It was on an October day, the sun casting a calm glow, when I heard about my dad’s passing. Even though I knew it was coming, the news struck hard and deep. It was as if, in that moment, a significant chapter of my life sealed shut forever.
The finality of it all was overwhelming, and I realized there was no turning back the clock for final goodbyes or making up for lost time.
Three years have gone by since then, and the absence of my dad is still a void in my heart.
The void has been there for longer, though. It began when I was around fifteen – maybe earlier. My dad’s journey down the path of alcohol abuse was gradual but destructive. The countless drinks took a toll on him, changing him, eroding the man he once was.
Alcohol’s impact on the brain is often irreversible, leading to cognitive impairments and memory loss. Along with the physical deterioration, the mental toll it took on him was evident.
As time passed, my dad drifted from the center of my life to its fringes. It was as if he was slipping away beneath the surface of a murky lake, and we, his family, were helpless to save him. His judgment, logic, and perception of the world and those he loved were all distorted by the relentless grip of addiction. The man we knew was fading away, piece by piece, until only a shadow of his former self remained.
1. The journey with an alcohol-dependent parent is fraught with complexities. As a child, you’re thrust into a world of adult challenges and reversed roles, where you become the caregiver.
2. The loss is multifaceted – you mourn for the present, the past, and all the possibilities that will never be. The resentment and sadness are hard to escape as you watch your parent becoming someone unrecognizable.

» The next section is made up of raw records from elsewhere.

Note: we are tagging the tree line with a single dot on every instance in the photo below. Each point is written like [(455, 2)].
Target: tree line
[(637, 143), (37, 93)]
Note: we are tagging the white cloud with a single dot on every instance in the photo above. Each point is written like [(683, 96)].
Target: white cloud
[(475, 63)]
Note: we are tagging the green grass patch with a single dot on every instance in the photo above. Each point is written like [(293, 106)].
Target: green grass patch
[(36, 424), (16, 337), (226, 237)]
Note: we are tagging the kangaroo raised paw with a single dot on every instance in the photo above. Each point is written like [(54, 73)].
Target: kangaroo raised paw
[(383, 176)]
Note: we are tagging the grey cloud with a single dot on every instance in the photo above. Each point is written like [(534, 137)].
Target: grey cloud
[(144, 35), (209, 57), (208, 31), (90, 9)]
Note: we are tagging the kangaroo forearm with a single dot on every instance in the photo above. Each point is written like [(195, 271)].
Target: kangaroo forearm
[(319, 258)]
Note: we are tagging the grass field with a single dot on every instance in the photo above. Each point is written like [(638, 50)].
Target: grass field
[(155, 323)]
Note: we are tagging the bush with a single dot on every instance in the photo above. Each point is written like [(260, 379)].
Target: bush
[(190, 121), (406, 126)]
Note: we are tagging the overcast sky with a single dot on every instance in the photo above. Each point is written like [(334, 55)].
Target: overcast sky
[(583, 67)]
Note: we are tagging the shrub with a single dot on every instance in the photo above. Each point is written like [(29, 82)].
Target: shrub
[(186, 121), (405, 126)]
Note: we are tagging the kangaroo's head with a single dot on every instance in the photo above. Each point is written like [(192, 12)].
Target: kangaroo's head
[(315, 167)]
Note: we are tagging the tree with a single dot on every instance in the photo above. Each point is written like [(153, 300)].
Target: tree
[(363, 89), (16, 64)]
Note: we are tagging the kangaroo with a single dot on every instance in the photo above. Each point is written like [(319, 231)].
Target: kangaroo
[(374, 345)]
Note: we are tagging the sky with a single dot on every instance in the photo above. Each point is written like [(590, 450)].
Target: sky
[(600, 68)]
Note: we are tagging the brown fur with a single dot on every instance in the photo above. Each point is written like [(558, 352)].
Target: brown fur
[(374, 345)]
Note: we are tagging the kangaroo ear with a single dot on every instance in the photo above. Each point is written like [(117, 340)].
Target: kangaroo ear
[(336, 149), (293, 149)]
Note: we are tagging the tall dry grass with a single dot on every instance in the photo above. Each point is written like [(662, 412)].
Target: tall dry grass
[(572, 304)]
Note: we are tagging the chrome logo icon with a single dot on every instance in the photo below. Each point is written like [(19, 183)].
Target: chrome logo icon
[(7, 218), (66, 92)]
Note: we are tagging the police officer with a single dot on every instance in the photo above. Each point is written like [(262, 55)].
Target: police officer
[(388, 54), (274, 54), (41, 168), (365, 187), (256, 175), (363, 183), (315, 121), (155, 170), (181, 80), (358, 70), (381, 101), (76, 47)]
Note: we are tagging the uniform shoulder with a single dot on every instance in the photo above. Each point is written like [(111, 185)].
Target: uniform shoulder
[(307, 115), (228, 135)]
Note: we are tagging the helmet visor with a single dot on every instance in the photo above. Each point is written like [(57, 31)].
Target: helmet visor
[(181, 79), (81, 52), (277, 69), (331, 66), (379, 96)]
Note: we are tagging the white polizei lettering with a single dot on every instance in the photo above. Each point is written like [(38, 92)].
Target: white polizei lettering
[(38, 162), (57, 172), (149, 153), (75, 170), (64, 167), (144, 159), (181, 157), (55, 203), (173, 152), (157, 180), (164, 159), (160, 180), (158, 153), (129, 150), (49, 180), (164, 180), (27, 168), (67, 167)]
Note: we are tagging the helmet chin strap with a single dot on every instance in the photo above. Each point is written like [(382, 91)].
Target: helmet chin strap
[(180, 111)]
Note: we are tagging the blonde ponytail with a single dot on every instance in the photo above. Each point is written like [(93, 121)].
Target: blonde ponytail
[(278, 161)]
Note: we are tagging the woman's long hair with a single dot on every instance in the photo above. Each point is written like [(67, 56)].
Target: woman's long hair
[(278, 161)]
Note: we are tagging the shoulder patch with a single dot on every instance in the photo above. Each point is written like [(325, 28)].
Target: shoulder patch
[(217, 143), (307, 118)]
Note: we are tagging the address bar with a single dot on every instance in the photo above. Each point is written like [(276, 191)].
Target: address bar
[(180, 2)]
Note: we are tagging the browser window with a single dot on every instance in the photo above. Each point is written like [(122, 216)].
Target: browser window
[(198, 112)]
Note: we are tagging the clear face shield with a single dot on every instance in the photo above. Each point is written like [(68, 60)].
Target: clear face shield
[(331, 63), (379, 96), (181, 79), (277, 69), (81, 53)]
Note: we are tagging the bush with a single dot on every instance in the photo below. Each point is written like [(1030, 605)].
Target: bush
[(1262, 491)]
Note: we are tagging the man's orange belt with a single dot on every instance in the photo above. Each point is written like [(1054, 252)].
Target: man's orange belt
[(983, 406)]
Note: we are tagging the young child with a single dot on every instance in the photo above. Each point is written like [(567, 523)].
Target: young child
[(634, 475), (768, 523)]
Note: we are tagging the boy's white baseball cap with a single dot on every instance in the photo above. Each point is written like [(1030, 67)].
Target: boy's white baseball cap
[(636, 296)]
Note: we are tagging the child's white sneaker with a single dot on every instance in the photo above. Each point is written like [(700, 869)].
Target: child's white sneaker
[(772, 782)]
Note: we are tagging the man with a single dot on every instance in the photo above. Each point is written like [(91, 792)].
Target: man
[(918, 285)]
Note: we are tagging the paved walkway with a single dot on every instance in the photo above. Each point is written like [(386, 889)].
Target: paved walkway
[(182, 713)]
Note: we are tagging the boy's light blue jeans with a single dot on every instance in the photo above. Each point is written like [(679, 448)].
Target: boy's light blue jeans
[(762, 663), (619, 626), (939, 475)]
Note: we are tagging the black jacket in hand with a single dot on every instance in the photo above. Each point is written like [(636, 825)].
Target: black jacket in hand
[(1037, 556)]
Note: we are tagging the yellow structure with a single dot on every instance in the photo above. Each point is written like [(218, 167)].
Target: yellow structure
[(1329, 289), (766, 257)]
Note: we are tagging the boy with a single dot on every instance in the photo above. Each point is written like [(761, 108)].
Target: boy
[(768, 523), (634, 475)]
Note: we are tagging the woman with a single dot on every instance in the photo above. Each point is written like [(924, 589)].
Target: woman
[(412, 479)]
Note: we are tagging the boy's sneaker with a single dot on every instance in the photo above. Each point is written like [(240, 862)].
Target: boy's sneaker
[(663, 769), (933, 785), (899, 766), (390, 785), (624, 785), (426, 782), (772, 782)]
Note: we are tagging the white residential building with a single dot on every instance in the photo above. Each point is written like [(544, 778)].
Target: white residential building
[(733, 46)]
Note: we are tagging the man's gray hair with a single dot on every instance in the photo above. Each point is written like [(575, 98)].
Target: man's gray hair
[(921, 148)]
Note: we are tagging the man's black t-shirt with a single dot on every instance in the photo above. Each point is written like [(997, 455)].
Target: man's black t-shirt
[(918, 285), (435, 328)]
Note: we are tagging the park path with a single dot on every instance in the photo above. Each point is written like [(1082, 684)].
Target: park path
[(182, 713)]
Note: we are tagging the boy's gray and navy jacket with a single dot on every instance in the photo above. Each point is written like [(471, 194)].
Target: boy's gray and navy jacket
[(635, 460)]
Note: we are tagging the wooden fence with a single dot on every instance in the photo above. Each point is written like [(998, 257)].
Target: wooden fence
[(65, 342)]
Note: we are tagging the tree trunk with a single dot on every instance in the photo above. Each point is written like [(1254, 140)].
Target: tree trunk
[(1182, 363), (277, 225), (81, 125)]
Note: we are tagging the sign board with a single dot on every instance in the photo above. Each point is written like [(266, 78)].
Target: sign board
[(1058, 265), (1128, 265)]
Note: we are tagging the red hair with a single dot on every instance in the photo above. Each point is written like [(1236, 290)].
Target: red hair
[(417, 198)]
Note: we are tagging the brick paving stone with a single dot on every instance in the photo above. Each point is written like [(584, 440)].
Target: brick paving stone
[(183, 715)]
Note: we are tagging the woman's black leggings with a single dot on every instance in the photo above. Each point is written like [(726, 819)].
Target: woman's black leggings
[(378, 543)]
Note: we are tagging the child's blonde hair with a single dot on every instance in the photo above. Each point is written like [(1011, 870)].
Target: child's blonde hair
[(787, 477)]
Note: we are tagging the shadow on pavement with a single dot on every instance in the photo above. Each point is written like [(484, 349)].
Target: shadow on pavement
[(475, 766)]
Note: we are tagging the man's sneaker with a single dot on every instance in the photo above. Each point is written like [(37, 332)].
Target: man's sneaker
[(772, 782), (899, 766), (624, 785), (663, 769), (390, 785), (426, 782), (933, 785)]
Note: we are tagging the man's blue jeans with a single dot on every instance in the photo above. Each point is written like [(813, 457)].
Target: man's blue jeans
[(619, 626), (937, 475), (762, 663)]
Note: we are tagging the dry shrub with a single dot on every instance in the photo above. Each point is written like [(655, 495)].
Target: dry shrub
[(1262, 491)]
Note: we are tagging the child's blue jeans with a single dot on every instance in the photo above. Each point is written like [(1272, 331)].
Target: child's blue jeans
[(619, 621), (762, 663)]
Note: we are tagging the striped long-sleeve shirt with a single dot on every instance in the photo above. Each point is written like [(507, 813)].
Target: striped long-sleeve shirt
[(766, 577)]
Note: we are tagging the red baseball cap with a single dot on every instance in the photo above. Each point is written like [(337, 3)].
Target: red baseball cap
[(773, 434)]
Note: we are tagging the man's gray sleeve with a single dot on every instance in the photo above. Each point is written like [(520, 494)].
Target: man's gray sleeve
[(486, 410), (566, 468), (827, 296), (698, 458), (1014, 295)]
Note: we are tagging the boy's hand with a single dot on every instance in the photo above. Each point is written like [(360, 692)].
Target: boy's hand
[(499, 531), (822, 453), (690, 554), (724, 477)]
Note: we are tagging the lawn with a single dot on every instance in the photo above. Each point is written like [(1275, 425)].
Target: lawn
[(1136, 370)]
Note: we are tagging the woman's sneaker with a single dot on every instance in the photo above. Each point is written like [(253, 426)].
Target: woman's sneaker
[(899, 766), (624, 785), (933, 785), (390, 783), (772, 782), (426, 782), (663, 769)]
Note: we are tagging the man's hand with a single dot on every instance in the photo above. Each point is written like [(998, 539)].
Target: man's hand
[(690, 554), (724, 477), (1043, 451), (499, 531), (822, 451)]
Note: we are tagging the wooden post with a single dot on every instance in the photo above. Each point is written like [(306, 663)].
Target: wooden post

3. Ultimately, it wasn’t just one ailment that claimed my father; it was years of surrendering to alcohol. The gradual loss was heart-wrenching, as every drink seemed to take away a part of the man I loved.
Now, at 38, I’ve seen the harsh reality of alcoholism take away loved ones. My father was a brilliant, compassionate man with a sense of adventure and a passion for social justice. But his battle with alcohol deprived him of so much, including the joy of knowing my daughter, his granddaughter.
Living in Australia, where drinking culture is rampant, I often reflect on the societal norms that glorify alcohol consumption. Despite the apparent harm, it’s celebrated and encouraged. While moderation might be a viable path for some, the danger lies in the imbalance and the glorification of excessive drinking. It’s a culture that needs reevaluation, a shift towards a healthier balance.
As I navigate my life without my father, I am reminded of the profound impact our choices have, not just on ourselves, but on those we love. In his absence, I carry the lessons of his life – a reminder of the paths I choose and the legacy I wish to leave behind.